“Freer and Happier Every Year”: Calculating the Future of Public Credit in Eighteenth-Century Britain

Friday, January 2, 2015: 3:30 PM
Bryant Suite (New York Hilton)
William Deringer, Columbia University
This paper examines one of the first, and most ambitious, attempts to calculate the political future—the Sinking Fund implemented by Robert Walpole, Britain’s first “Prime Minister.” In the wake of the 1720 South Sea Bubble, Walpole and his team of computational advisors formulated the Sinking Fund as a hopeful, mathematically-grounded project for restoring the public’s finances post-crisis. Specifically, the Fund promised to harness the exponential power of compound interest to repay the ominous National Debt. Confronted by the backward-looking “politics of nostalgia” of his “Patriot” opponents, Walpole’s Whig supporters used predictive calculations to claim credit for political successes not yet achieved. (Most spectacularly: in 1728, one anonymous pamphleteer, impersonating a historian writing three-hundred years later (in 2028), reflected back on how under Walpole Britain had grown “freer and happier every Year by the Sinking Fund.”) Intellectual historians like J. G. A. Pocock have identified the early eighteenth century as a pivotal moment in which the “image of a secular and historical future” first became an object of political contemplation and contestation, thanks especially to concerns about national indebtedness. But scholars have generally assumed that the futures crafted in the era were defined by fear, envisioning future generations left to reckon with catastrophe when all the debts came due.
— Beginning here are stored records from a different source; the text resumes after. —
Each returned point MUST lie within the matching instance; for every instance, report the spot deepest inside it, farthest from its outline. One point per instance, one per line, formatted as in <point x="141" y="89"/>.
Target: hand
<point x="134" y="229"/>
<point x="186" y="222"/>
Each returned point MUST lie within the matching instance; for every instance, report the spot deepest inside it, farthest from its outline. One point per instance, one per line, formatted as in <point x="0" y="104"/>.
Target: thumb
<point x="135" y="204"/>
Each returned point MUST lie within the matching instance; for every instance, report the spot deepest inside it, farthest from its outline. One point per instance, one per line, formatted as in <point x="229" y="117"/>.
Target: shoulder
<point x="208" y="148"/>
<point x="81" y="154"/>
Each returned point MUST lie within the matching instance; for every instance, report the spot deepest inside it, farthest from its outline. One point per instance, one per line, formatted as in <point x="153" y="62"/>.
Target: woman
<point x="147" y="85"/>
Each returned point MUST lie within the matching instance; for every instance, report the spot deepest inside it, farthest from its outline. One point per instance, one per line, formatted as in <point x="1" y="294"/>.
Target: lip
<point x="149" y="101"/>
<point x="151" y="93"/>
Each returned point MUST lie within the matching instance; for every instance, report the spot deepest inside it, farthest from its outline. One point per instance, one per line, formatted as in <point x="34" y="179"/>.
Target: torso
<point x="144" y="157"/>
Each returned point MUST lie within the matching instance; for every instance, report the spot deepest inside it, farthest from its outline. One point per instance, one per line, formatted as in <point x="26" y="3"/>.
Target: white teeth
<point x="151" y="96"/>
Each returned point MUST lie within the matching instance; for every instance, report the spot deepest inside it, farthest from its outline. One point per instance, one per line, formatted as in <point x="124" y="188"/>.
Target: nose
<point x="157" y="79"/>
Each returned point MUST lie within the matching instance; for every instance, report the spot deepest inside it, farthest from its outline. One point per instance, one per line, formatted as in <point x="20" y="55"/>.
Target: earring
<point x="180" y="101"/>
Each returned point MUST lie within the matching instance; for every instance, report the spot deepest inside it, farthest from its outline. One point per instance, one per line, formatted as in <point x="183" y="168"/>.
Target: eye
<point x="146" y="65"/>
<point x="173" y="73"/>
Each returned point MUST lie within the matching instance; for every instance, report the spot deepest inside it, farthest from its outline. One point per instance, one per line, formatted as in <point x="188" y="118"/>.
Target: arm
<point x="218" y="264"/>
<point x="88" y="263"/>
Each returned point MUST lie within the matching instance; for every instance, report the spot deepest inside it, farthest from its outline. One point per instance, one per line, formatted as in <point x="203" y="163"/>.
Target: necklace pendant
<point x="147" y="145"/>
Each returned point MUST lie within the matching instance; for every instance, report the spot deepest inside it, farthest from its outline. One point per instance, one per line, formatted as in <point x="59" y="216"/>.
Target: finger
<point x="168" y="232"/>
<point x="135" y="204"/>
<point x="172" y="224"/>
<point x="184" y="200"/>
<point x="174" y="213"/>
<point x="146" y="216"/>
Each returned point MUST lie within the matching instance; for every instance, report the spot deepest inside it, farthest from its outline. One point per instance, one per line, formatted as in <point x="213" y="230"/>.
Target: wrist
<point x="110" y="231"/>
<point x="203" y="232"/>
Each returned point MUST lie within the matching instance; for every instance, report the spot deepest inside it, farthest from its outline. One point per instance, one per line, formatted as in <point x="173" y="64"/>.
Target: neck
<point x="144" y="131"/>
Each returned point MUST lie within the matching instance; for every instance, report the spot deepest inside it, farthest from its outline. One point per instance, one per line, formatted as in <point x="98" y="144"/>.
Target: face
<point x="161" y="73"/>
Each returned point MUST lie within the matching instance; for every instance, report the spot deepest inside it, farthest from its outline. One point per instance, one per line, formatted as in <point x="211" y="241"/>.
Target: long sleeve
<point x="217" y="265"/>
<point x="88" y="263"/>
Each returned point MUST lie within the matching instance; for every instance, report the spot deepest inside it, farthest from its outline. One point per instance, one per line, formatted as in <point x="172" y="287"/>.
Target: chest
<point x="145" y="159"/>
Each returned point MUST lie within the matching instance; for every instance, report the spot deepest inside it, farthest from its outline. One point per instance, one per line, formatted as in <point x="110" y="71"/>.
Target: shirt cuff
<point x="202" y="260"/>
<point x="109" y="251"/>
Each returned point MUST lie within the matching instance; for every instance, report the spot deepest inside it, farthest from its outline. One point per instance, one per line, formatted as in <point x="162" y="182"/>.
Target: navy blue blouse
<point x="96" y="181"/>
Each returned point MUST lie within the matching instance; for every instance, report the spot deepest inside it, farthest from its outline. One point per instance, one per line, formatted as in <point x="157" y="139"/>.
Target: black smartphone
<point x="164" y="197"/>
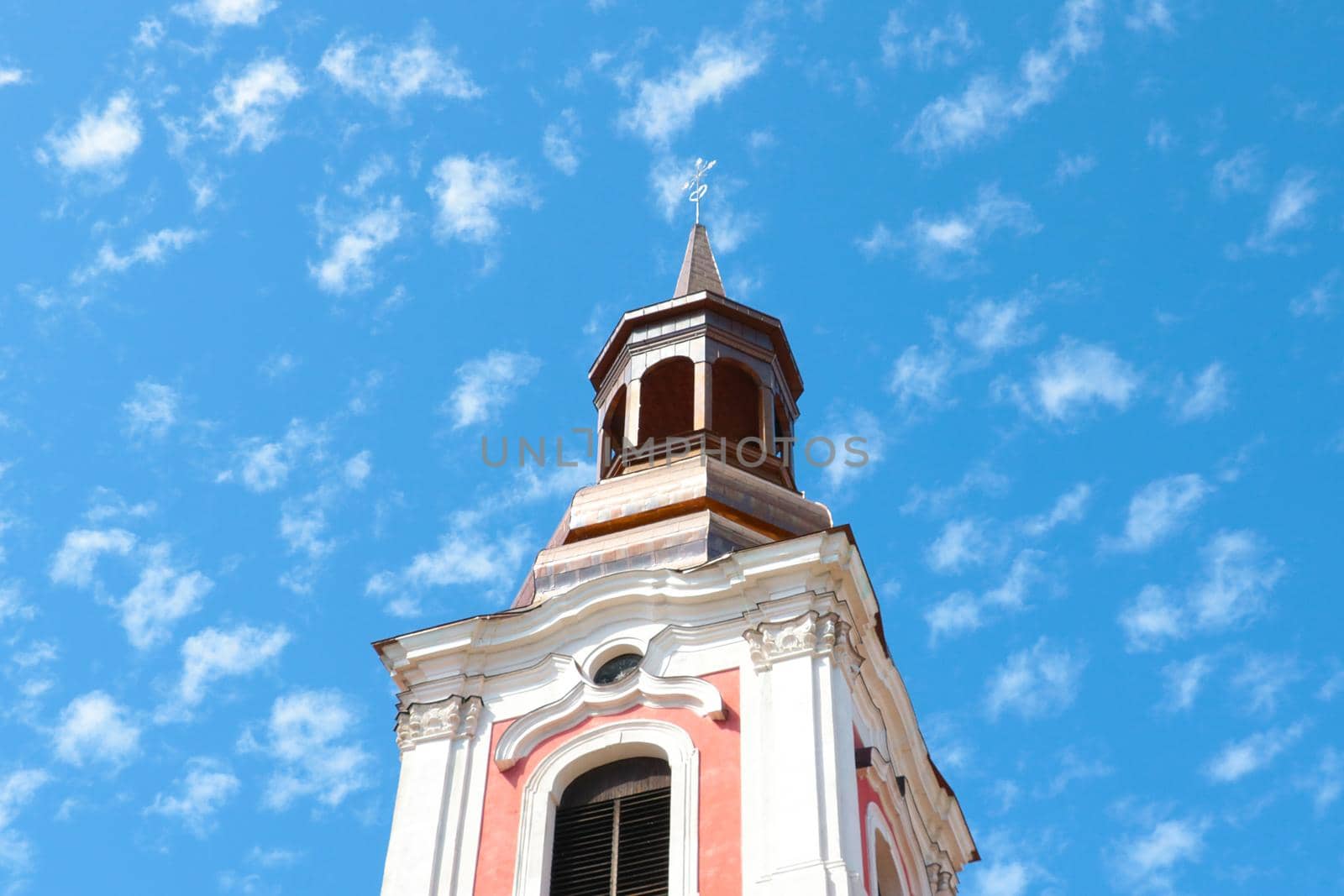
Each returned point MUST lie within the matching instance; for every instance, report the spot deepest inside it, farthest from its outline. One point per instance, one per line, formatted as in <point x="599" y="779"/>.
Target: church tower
<point x="691" y="694"/>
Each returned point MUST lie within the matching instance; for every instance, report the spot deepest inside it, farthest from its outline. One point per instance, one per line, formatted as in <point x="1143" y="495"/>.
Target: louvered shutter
<point x="612" y="832"/>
But there was another side to the futuristic coin: the aspirational (quixotic? deceptive?) mathematical speculation of Walpole’s Sinking Fund. By defining the government’s theoretical ability to repay its debts, the Sinking Fund gave the elusive concept of public credit a newly mathematical form. This mathematical conquest was also a distinctly gendered one; “Lady Credit” was subjected to a new kind of masculine authority. The story of Walpole’s Sinking Fund offers a glimpse of a political community first confronting the potential, and potential costs, of living a future ruled by number.